# Todays chips



## floppy (Jul 16, 2011)

Here is a few pics of the gold heat sink ceramics and intel ceramics I harvested today. And one 486 AMD cpu. But I don't know how to get it off its board.









Here is the oldest intel chip.








Here is the coolest looking intel. I think it might be a cpu, 186 maybe? I have no clue.















Here is the 486 I can't get off its board.













Not a bad day.


----------



## Barren Realms 007 (Jul 16, 2011)

It dosen't look to be soldered on so you should be able to pry it off.


----------



## skeeter629 (Jul 16, 2011)

You should be able to pry it below the first ceramic layer....
Nice haul. I like the Intel 186 processor


----------



## floppy (Jul 16, 2011)

Thanks skeeter I'll give it a try.


----------



## glorycloud (Jul 17, 2011)

I like 186's, 188's and 286's myself but not for refining. 8)


----------



## philddreamer (Jul 17, 2011)

Glorycloud, what's this one? I saved it last year.

Thanks!

Phil


----------



## floppy (Jul 17, 2011)

Thats a cool looking chip phil. Is there a fair amount of gold in a 186, or does it just look like it?


----------



## macfixer01 (Jul 17, 2011)

philddreamer said:


> Glorycloud, what's this one? I saved it last year.
> 
> Thanks!
> 
> Phil





I have a few of those thin white chips with the ceramic block in the center too. All I knew about them is they came off of Hewlett Packard circuit boards, but now you piqued my interest. I googled the part number and found a link to an Ebay auction that said the following:

IC MPU 1AA6-6004 HP LCC-48 New! 1AA66004 RARE IC IS MCU from
THE PARALLEL DUPLEX INTERFACE BOARD used in HP SERIES HP-IB SYSTEMS CONTROLLER.

So it's apparently a microprocessor used on the HP version (called HPIB) of a GPIB (General Purpose Instrumentation Bus) interface card. Funny too I'm thinking both chips came from the same source? The chip in the auction photo has a similar marking also written in red magic marker, it says 16.9K. Of course it could have to do with factory speed testing or something. I wonder if he ever actually sells any for that price though?
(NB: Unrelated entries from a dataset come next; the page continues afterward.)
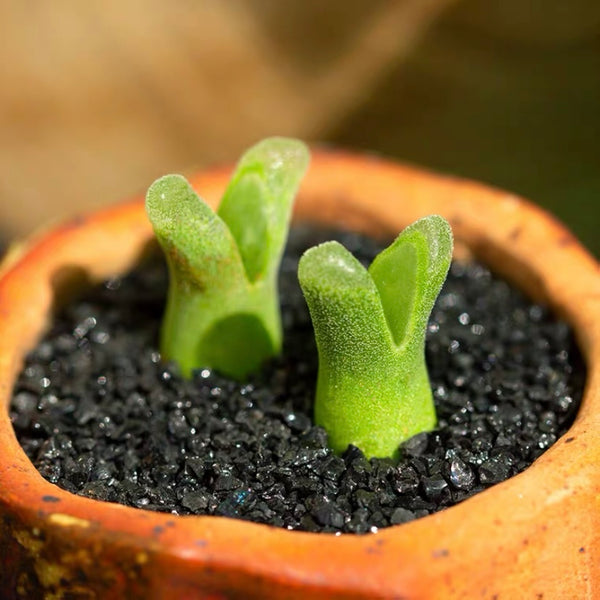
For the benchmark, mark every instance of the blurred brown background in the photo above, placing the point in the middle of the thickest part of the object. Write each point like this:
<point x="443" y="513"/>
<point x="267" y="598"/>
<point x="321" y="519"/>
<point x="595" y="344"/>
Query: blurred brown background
<point x="100" y="97"/>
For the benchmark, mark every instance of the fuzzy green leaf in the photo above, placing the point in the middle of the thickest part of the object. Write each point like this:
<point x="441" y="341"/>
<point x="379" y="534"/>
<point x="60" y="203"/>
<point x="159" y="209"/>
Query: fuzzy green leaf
<point x="257" y="203"/>
<point x="372" y="389"/>
<point x="222" y="307"/>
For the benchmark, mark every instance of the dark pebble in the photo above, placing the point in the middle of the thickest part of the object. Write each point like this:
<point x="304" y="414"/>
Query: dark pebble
<point x="100" y="415"/>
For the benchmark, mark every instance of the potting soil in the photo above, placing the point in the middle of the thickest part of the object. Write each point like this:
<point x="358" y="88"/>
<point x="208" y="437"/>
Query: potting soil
<point x="100" y="415"/>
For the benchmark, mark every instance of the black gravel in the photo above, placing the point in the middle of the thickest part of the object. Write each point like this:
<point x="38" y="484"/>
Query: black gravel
<point x="101" y="416"/>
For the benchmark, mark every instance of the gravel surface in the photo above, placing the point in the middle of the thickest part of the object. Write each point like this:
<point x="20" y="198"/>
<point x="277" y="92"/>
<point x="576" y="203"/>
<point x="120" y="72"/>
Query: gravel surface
<point x="101" y="416"/>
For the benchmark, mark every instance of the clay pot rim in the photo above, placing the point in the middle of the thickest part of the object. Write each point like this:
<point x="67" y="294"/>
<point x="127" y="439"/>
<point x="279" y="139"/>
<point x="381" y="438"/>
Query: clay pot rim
<point x="559" y="261"/>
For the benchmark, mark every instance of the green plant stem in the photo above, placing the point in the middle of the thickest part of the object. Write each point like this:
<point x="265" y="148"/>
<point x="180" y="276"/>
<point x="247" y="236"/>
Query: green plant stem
<point x="222" y="307"/>
<point x="373" y="389"/>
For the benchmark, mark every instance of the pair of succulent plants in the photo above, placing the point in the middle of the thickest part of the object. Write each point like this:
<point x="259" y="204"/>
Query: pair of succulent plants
<point x="222" y="309"/>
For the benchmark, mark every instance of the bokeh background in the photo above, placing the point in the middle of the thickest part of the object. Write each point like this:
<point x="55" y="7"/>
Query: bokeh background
<point x="98" y="98"/>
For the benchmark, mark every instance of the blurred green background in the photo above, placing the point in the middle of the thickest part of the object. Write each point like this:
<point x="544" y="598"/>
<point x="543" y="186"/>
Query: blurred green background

It's much more than I imagine the gold content is worth.

http://cgi.ebay.com/ws/eBayISAPI.dll?ViewItem&item=230406951821

macfixer01


----------



## glorycloud (Jul 18, 2011)

That's an interesting looking chip. I like pinless chips.

PM me if anyone wants to sell things like this. 8)


----------



## philddreamer (Jul 19, 2011)

Floppy wrote:
"Thats a cool looking chip phil. Is there a fair amount of gold in a 186, or does it just look like it?"

I really don't know bro. I'm not familiar with them. I've mainly processed scrap jewelry; on occasions some electronics. The oldest ceramic cpu's I've had, other that this white one, are Pentium Pro's & 486's & so on.

P.S.
Found this site with some release dates of some cpu's.
http://www.interfacebus.com/intel-processor-types-release-date.html


----------



## Anonymous (Jul 19, 2011)

philddreamer said:


> Glorycloud, what's this one? I saved it last year.
> 
> Thanks!
> 
> Phil


Though I have never personally seen that chip,I believe that IBM uses more white ceramic than any other company that I am aware of.That being said,I think the fact that it is an HP would make it more valuable and rare.I will do some research and see what I can come up with.


----------



## Anonymous (Jul 19, 2011)

I'm going to have a friend from another forum come over and look at it,he knows quite a bit more than I do about rare/collectable chips.


----------



## Anonymous (Jul 19, 2011)

Here is the reply from my friend

"They are actually fairly common, and yet still no one is sure excactly what they are. 
HP used that package extensively, for things like tape controllers and floppy controllers so its probably something in that line."


----------



## philddreamer (Jul 19, 2011)

Thanks Mic!

I remember I have a pic that shows exactly where it came from. It was them old HP panels. I had 4 of them "cpu's", one broken by the guy who sold the panels to me, & 2 others that I processed with other material.


----------



## macfixer01 (Jul 19, 2011)

philddreamer said:


> Thanks Mic!
> 
> I remember I have a pic that shows exactly where it came from. It was them old HP panels. I had 4 of them "cpu's", one broken by the guy who sold the panels to me, & 2 others that I processed with other material.




The white chips sit gold-side down into those black sockets and rest on top of the contacts, then are held in place by a metal locking plate on top. Similar to how 80186 chips sit down into the socket and are also held in place in by a metal locking plate. If what the Ebay auction said is correct they're HPIB bus controllers. HPIB or GPIB is an instrumentation bus for connecting test instruments together or to a computer. Commodore used to use GPIB to connect the peripherals to their old PET computers back in the late 1970's. It was a neat concept since the cable ends (which looked sort of like a Centronics plug but only 28 pins) had both a male and female plug. They could be piggybacked to daisy-chain multiple devices together. So for example the computer would connect to the floppy drive, then another cable would piggyback on top of that plug and connect to the printer.

http://www.icselect.com/pdfs/IEEE-488_Cables_ds.pdf

macfixer01


----------